The lineage of MTBC isolates can be determined based on SNP differences [31, 32]. To evaluate the accuracy of the lineage-prediction module implemented in GenoMycAnalyzer, we analyzed 1,935 MTBC isolates with phylogenetically determined lineages [31]. A total of 84 lineages/sub-lineages were identified, all of which were concordant with previously reported lineages (Additional file 5: Table S11).
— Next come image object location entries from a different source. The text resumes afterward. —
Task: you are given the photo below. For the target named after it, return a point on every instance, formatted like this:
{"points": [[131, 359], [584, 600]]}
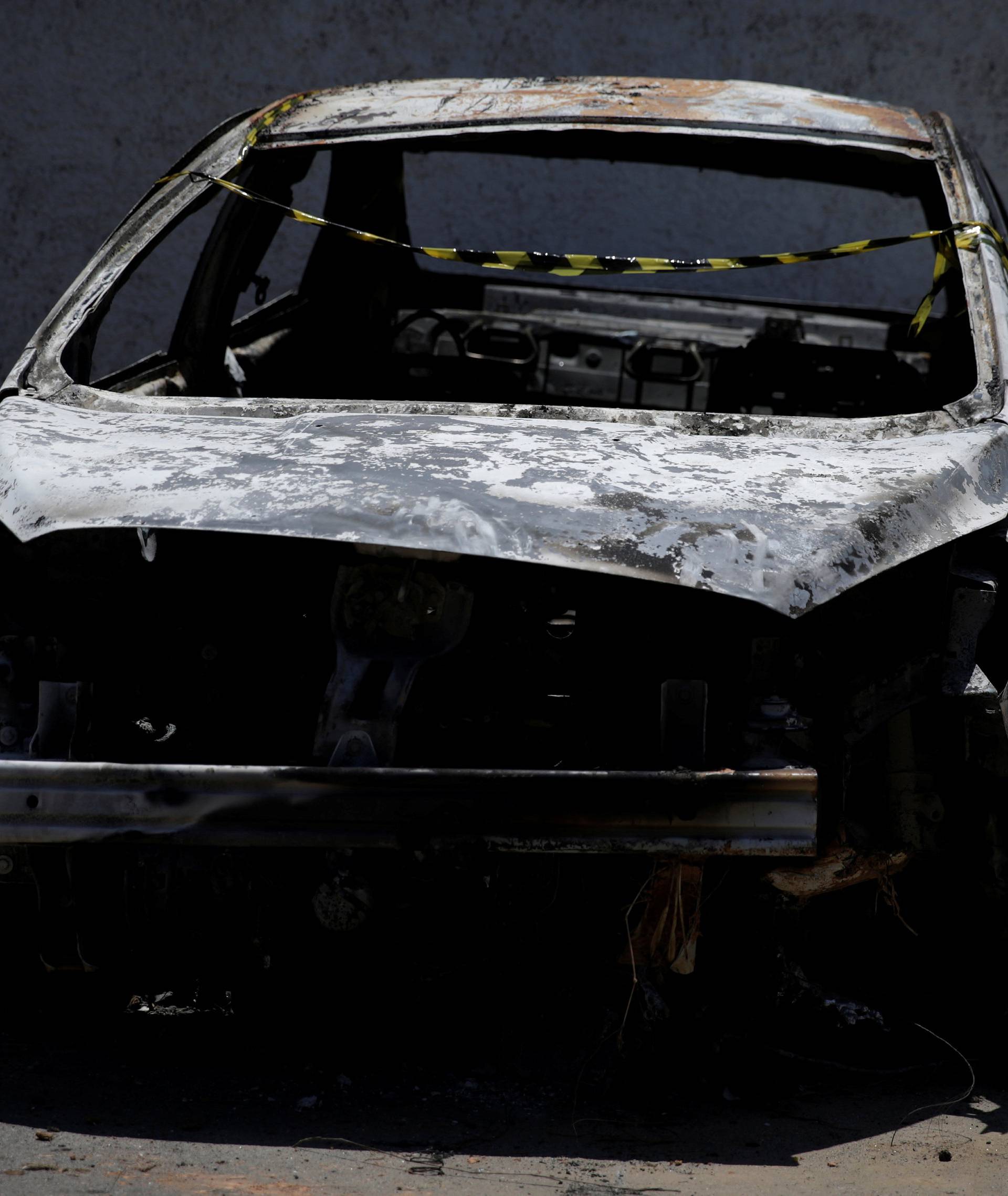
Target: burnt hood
{"points": [[785, 522]]}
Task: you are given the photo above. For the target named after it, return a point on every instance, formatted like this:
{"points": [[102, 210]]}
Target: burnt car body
{"points": [[439, 560]]}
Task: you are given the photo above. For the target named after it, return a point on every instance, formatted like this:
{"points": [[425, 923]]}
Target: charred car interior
{"points": [[427, 335], [404, 560]]}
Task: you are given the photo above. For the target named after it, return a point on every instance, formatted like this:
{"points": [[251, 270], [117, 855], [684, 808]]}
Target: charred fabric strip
{"points": [[964, 235]]}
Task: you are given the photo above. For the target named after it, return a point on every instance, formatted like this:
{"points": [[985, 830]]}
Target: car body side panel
{"points": [[785, 522]]}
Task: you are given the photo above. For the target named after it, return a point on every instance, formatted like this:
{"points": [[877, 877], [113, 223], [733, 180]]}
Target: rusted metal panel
{"points": [[760, 814], [414, 108], [789, 522]]}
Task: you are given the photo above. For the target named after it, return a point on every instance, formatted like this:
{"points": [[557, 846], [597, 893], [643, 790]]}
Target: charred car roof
{"points": [[787, 511]]}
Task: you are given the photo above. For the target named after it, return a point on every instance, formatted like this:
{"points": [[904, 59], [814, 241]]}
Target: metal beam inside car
{"points": [[763, 814]]}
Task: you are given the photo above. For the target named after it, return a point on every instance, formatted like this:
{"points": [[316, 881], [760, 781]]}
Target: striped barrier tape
{"points": [[963, 235]]}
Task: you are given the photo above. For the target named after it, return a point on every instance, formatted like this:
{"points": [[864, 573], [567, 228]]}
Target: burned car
{"points": [[386, 550]]}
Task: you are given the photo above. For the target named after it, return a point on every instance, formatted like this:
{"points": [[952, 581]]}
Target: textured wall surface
{"points": [[100, 97]]}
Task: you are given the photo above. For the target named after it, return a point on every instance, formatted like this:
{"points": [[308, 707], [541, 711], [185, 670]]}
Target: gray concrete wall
{"points": [[100, 97]]}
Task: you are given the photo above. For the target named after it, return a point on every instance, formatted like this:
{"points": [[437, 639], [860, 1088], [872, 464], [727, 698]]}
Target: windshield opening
{"points": [[281, 309]]}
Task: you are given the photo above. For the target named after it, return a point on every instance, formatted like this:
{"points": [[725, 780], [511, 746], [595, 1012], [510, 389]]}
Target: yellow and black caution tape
{"points": [[268, 118], [964, 235]]}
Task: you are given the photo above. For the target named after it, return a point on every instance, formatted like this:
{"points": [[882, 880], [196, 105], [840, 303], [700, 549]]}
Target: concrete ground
{"points": [[196, 1104]]}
GenoMycAnalyzer predicts spoligotypes based on 43 spacer sequences of the direct repeat locus in the MTBC genome. We analyzed 54 MTBC isolates with experimentally determined spoligotypes [38] and identified 20 different spoligotypes. Notably, spoligotype predictions using the GenoMycAnalyzer were concordant with the laboratory-determined spoligotypes for all isolates, resulting in an accuracy of 100% (Additional file 1: Table S12).

Discussion

In this study, we present a high-confidence automated bioinformatic tool we dubbed the GenoMycAnalyzer. We present extensive validation of this tool, which analyzes MTBC WGS data to provide gDST for 15 antituberculosis drugs using the WHO mutational catalogue [10] and large deletions [33]. GenoMycAnalyzer also offers species-level identification of MTBC and NTM, prediction of the MTBC lineage and spoligotype, and visualization of the detected variants. In a clinical setting, WGS data obtained after patient sample processing could be automatically processed through this pipeline which would present a user-friendly interface and deliver results in standard lab format.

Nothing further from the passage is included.